Saturday, June 1, 2013

A Psalm for Selma

They've taken away the birdfeeders,
The last beautiful thing in this God-forsaken town.
Now remain only the occasional lark, 
or harsh the mockingbird, haunting the trees,
Spun in Spanish moss, taking on the likes
Of a weeping willow that greys.
And the stale, hot air, so thick 
It could be grasped by the hand or lungs.

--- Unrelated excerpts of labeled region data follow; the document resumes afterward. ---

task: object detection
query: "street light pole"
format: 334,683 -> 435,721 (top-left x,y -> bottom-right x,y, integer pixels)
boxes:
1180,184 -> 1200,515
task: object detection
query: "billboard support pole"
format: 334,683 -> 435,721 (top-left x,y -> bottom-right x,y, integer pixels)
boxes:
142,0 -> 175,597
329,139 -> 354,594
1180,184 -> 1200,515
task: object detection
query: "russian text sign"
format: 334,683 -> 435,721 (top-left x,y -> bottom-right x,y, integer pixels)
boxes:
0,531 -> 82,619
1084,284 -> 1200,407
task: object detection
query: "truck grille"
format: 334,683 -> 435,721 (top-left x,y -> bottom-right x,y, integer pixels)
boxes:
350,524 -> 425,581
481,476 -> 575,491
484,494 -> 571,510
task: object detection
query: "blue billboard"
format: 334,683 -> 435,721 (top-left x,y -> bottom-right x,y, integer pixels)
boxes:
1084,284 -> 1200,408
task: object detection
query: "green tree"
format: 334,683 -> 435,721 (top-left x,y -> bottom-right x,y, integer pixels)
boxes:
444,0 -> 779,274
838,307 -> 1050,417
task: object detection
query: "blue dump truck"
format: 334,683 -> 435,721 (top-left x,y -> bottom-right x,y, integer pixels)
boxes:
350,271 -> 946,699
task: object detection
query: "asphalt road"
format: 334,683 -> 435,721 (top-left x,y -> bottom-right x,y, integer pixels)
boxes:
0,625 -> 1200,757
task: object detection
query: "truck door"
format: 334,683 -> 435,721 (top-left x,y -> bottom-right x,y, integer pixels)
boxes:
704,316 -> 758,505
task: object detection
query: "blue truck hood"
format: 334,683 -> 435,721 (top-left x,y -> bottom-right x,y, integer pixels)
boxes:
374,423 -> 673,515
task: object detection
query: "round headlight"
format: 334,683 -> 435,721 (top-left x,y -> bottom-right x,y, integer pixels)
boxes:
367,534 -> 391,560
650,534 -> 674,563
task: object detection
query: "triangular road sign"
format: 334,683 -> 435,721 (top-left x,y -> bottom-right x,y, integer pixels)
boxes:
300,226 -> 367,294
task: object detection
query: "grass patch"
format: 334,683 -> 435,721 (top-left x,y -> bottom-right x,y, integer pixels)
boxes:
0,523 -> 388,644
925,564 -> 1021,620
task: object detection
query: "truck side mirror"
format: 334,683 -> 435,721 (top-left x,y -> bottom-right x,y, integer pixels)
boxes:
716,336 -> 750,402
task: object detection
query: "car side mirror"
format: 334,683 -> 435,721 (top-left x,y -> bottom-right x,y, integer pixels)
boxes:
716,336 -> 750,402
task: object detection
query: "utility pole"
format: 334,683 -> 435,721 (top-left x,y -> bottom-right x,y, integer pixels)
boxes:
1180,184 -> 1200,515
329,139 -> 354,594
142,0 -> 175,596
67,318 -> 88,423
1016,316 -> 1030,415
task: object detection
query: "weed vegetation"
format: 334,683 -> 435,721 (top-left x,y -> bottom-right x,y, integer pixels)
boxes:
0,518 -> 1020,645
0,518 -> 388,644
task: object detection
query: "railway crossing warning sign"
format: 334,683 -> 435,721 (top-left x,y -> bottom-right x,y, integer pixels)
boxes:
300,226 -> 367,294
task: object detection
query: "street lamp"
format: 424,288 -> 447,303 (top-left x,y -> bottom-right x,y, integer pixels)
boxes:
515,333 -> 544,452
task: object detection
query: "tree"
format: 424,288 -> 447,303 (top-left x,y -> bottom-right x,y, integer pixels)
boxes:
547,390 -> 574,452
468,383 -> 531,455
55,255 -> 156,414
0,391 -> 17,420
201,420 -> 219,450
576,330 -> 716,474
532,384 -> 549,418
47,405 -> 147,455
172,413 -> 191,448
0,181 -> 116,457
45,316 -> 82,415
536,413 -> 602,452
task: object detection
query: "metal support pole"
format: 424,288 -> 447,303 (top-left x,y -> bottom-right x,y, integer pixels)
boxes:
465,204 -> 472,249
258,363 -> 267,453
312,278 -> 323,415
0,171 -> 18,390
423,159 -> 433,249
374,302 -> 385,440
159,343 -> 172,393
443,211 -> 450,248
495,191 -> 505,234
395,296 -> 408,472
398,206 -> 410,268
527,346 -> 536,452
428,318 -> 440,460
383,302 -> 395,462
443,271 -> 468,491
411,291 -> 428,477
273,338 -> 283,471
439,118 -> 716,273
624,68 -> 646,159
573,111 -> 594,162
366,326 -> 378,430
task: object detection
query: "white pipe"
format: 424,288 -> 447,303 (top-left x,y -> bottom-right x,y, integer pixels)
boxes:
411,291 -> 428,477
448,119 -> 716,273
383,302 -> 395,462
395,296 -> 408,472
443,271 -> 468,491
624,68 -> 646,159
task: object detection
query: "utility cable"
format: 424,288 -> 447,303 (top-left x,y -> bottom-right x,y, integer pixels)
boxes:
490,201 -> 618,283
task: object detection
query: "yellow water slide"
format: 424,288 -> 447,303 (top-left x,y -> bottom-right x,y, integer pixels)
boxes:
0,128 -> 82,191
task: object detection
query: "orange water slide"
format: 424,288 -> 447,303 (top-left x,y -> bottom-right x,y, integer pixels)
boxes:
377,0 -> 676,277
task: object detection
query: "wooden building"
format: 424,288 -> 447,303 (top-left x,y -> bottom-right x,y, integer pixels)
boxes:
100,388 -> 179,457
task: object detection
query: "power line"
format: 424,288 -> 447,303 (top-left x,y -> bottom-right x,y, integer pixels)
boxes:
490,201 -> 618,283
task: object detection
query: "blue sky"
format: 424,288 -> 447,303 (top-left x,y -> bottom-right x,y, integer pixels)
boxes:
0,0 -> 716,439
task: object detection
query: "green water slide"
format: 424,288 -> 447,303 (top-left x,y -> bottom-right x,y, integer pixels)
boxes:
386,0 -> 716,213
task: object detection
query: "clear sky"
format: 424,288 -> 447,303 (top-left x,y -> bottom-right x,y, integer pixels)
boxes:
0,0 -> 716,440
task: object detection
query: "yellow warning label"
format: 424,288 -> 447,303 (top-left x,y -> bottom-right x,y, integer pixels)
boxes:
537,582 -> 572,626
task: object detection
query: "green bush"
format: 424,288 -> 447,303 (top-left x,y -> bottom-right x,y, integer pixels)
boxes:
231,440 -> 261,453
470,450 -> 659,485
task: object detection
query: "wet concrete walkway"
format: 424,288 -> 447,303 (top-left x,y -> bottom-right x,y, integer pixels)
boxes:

Now that the birds have flown and passed,
Nothing drowns out the drones of industry,
The damning blasts of the freight train lines
Yet no-thing is there to manufacture,
For this city is but the ghost of its former self,
A shadow of its shadowy past.
Speckled with the salt and pepper of the earth,
Broken, separate, silently misunderstood.

But therein remains the dream,
The hope to which we hold
In the face of all-humbling hell,
That one day the birds of our youth
Will wander back into the homes and yards
To chant their chirping carols
And bring us back to ourselves,
A reminder of who we are: brothers, sisters.

Perhaps that hour, when we join
Hand-in-hand to re-sound our hymns anew,
We will forget not our broken days gone by,
But shall see that these sustain our new us
In a love greater than loathsome lore,
With a heart, one heart, to bear all things,
To believe all things, to hope all things,
To endure together whatever it is life may bring.